L’Église orthodoxe russe loue l’église Saint-Joseph dans le parc municipal d’Anvers à l’usine d’église locale depuis 2000 et est également propriétaire officiel de l’impressionnant bâtiment de l’église depuis 2015. Le week-end, un groupe de croyants vient depuis des années dont beaucoup de pasteurs de village seraient jaloux. L’Église dépend du Patriarcat de Moscou, qui a juridiction sur la Russie et l’Ukraine, et les cultes sont célébrés en slavon de l’Église, une ancienne forme purement ecclésiastique de la langue comprise par les Ukrainiens et les Russes. Mais depuis deux semaines, une sorte de schisme s’est développé. Les croyants ukrainiens restent à l’écart. « Cela va très loin », dit Aleh Aheyenka (41 ans) de Tamise, qui a pris le rôle de diacre il y a dix ans. « Notre porte reste ouverte, mais j’ai peur de ne pas revoir ces gens de sitôt. »
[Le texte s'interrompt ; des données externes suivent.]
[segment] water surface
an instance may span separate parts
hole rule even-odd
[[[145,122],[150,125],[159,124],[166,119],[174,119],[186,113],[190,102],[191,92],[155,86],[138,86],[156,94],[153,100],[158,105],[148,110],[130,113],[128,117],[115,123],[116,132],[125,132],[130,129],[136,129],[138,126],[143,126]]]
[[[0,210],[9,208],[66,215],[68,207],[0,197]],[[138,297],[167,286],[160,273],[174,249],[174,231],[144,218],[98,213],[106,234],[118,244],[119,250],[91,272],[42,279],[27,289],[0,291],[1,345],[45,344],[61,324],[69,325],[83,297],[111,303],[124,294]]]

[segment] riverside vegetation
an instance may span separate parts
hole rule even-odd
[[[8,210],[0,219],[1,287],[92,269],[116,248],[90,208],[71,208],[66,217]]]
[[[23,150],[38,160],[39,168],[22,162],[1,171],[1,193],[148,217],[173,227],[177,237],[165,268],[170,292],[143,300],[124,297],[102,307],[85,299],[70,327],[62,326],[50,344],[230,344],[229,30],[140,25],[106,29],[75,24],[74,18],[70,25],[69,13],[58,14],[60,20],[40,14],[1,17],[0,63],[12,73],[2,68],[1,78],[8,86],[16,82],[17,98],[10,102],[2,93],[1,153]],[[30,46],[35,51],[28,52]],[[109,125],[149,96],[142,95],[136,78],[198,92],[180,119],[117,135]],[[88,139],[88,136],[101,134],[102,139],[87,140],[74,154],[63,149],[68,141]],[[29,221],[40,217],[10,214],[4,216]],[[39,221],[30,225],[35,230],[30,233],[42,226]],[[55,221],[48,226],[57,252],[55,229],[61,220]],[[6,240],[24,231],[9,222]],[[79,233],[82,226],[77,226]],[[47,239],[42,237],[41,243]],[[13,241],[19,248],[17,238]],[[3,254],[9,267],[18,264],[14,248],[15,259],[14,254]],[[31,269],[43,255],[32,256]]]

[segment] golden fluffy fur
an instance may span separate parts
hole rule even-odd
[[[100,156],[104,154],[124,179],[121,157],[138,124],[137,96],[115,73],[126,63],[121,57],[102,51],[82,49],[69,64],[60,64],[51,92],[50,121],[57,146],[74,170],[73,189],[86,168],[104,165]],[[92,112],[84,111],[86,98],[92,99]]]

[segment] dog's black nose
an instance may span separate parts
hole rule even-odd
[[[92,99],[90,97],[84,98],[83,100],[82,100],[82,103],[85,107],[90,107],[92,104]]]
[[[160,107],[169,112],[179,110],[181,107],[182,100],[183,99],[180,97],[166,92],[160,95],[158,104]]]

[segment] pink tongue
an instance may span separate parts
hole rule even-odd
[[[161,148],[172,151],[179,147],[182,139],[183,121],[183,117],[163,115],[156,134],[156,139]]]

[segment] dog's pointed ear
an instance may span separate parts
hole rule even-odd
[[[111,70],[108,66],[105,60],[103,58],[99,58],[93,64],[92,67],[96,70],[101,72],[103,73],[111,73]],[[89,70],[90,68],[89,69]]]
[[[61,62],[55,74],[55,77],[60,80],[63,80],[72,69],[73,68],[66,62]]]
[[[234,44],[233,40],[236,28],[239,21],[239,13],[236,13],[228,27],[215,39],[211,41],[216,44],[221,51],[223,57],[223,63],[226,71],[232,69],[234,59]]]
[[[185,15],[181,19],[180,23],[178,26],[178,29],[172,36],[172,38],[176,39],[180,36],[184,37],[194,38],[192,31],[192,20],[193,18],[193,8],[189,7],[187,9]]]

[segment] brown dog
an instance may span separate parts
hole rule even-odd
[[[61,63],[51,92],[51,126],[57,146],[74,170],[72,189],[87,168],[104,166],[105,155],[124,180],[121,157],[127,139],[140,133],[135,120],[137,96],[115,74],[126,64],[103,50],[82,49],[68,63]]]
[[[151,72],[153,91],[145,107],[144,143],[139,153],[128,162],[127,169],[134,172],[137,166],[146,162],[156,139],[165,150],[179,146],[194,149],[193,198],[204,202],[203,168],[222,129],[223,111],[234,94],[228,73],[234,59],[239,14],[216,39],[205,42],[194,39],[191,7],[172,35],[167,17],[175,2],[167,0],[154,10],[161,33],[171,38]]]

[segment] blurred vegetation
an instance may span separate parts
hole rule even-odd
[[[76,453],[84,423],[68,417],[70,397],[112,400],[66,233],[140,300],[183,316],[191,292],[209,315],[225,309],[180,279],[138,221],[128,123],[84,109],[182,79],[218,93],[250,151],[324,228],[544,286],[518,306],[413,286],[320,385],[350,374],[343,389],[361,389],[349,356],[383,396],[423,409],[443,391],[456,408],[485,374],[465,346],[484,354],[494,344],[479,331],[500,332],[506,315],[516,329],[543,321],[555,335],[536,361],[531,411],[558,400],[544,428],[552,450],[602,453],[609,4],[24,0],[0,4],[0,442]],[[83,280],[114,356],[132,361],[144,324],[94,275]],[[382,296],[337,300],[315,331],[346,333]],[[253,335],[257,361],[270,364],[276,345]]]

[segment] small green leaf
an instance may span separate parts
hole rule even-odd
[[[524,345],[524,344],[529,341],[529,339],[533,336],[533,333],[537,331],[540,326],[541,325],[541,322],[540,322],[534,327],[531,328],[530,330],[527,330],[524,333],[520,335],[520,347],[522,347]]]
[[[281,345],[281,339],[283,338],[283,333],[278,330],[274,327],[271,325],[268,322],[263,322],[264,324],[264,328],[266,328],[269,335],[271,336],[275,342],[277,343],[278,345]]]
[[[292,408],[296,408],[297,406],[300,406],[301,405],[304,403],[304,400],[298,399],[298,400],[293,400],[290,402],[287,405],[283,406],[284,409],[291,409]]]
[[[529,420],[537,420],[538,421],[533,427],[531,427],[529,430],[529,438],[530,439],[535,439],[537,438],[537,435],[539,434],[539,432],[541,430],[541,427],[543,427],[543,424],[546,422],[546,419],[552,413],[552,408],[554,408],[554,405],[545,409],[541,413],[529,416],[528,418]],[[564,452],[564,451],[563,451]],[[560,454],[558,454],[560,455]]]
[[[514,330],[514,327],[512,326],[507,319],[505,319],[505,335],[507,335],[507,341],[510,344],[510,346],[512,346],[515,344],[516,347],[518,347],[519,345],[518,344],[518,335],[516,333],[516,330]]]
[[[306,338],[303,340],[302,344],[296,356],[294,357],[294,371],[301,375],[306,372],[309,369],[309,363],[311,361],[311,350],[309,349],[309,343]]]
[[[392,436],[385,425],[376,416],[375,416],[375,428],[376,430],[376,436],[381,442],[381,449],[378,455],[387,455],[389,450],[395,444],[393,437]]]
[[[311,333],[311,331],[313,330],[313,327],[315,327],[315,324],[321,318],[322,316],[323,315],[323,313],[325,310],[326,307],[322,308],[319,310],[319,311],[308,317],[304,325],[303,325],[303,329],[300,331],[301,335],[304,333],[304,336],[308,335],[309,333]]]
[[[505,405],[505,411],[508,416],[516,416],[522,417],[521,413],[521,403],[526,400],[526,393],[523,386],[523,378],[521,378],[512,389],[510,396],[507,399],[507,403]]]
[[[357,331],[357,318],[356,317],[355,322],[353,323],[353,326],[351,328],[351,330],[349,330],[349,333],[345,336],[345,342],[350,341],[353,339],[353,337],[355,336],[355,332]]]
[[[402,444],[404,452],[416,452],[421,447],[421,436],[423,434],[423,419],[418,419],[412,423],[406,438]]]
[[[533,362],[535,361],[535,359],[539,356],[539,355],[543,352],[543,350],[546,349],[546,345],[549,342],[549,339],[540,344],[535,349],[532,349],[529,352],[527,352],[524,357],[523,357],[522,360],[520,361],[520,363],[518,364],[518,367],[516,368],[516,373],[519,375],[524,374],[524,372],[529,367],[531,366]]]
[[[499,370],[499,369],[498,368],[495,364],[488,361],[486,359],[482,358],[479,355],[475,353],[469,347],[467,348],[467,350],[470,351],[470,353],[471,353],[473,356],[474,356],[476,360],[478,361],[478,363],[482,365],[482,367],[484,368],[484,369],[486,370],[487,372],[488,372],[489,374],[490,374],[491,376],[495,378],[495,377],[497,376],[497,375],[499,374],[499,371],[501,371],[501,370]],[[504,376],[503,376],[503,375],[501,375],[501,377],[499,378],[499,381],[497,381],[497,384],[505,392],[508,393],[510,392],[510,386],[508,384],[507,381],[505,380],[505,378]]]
Aleh Aheyenka est technicienne du quotidien. Il est arrivé en Belgique depuis la Sibérie il y a dix-sept ans et n’est jamais retourné dans son pays natal depuis. Sur Facebook, le diacre a affiché son dégoût pour la guerre. Mais cela l’a mis sur de la glace mince. L’évêque a déjà été informé. « En tant que diacre, je dois être neutre », dit Aheyenka. «Mais en tant que citoyen, je veux parler. Les Ukrainiens sont nos voisins et c’est une erreur d’envahir un pays indépendant.

Le diacre a également senti la polarisation augmenter à l’extérieur de l’église ces dernières semaines. « Mon fils de 13 ans était appelé « Petit Poutine » à l’école par les élèves plus âgés. Nous ne devrions pas avoir de Russes ici, disaient-ils. Ça pique. Mon fils se sent très lié à l’Ukraine, il a même lancé une collecte de fonds. Plus le conflit durera, plus il deviendra difficile en Belgique.

Selon l’ambassade de Russie à Bruxelles, les Russes résidant en Belgique ont élu Vladimir Poutine à la présidence en 2012, devant le milliardaire Mikhail Prokhorov, qui a terminé à la deuxième place. Le feraient-ils aussi aujourd’hui ? Peu de Russes à qui nous parlons osent s’exprimer ouvertement. Selon Vladimir Ronin, les Russes de Belgique sont divisés. « La diaspora russophone en Belgique est en tout cas moins politisée et plus pluraliste qu’en Allemagne. Il y a des poutinistes qui croient à la propagande de Moscou mais il y a aussi beaucoup de pro-européens. Il ne faut pas oublier que, malgré ces récents incidents, il fait très bon vivre en Belgique.